We don't want to say "We told you so, but..."
https://www.washingtonpost.com/national-security/2024/08/27/gaza-pier-inspector-general/
The watchdog for the U.S. Agency for International Development (USAID), which oversees Washington’s humanitarian work abroad, cited various “external factors” that it said impaired the agency’s effort to distribute food and other supplies brought to Gaza over the pier. Among them, according to the report, were the security requirements imposed by the Pentagon to protect U.S. military personnel working aboard the structure just offshore.
“Multiple USAID staff expressed concerns” that the Biden administration’s focus on the pier undercut the agency’s advocacy for opening more land crossings — an approach, the report said, deemed “more efficient and proven.”
“Once the President issued the directive,” the report states, “the Agency’s focus was to use [the pier] as effectively as possible.”
The pier was attached to Gaza’s coastline in May amid rising concerns of famine that prompted the Pentagon to begin airdropping food into Gaza. But from the start, the mission was dogged by logistical and security setbacks, including rough seas that broke apart the structure, looting of aid trucks on land and a persistent logjam moving food from a staging area ashore due to worries that Israeli bombardment would kill the workers tasked with distributing it. The operation was halted for good last month.
WaPo does the obligatory anticipated "pounce."

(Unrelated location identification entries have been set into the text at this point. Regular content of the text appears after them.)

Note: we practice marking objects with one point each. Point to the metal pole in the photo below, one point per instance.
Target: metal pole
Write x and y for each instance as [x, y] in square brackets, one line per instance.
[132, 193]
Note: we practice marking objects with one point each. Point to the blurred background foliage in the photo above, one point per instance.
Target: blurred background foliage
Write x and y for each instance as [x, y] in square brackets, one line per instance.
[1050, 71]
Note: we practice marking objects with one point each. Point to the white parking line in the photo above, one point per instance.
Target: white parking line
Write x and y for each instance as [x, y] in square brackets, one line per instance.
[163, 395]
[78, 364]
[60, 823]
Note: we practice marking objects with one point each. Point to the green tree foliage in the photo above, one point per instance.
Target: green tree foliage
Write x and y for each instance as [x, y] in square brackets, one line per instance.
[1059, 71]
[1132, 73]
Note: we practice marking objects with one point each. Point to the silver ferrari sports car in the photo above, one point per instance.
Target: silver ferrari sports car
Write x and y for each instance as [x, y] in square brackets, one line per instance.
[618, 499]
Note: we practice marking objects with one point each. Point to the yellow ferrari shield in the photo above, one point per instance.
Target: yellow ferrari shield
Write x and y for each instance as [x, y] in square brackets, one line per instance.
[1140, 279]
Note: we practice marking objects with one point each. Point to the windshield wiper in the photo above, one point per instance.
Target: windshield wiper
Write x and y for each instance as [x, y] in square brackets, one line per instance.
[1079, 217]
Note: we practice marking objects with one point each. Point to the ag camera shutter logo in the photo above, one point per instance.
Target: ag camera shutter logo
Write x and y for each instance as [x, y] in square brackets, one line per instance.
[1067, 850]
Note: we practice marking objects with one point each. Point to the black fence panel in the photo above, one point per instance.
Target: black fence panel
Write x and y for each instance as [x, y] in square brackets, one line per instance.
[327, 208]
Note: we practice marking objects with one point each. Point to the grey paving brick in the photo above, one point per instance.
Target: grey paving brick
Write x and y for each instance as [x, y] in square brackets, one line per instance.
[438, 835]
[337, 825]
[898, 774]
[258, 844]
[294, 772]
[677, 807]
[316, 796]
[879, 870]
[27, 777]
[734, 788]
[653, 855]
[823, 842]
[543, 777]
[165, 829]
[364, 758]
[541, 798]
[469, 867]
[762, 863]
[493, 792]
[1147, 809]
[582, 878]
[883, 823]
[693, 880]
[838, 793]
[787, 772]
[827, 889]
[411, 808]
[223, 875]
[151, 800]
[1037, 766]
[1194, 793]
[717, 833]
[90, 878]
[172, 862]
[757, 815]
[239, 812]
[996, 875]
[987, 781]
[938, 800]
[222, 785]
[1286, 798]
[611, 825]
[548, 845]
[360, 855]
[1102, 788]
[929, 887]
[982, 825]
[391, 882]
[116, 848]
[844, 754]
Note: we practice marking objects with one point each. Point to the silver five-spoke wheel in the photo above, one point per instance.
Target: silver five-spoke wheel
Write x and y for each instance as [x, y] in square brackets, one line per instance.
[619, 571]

The report is likely to embolden Biden’s critics who have questioned why he put U.S. troops in harm’s way for a mission that could have been avoided if he had successfully persuaded Israeli officials to curtail their blockade on Gaza established in October after Hamas militants led the deadly cross-border attack that triggered the war. While Israeli officials have said they are allowing aid into Palestinian territory, humanitarian groups assess that it is insufficient to feed the roughly 2 million people trapped by the violence.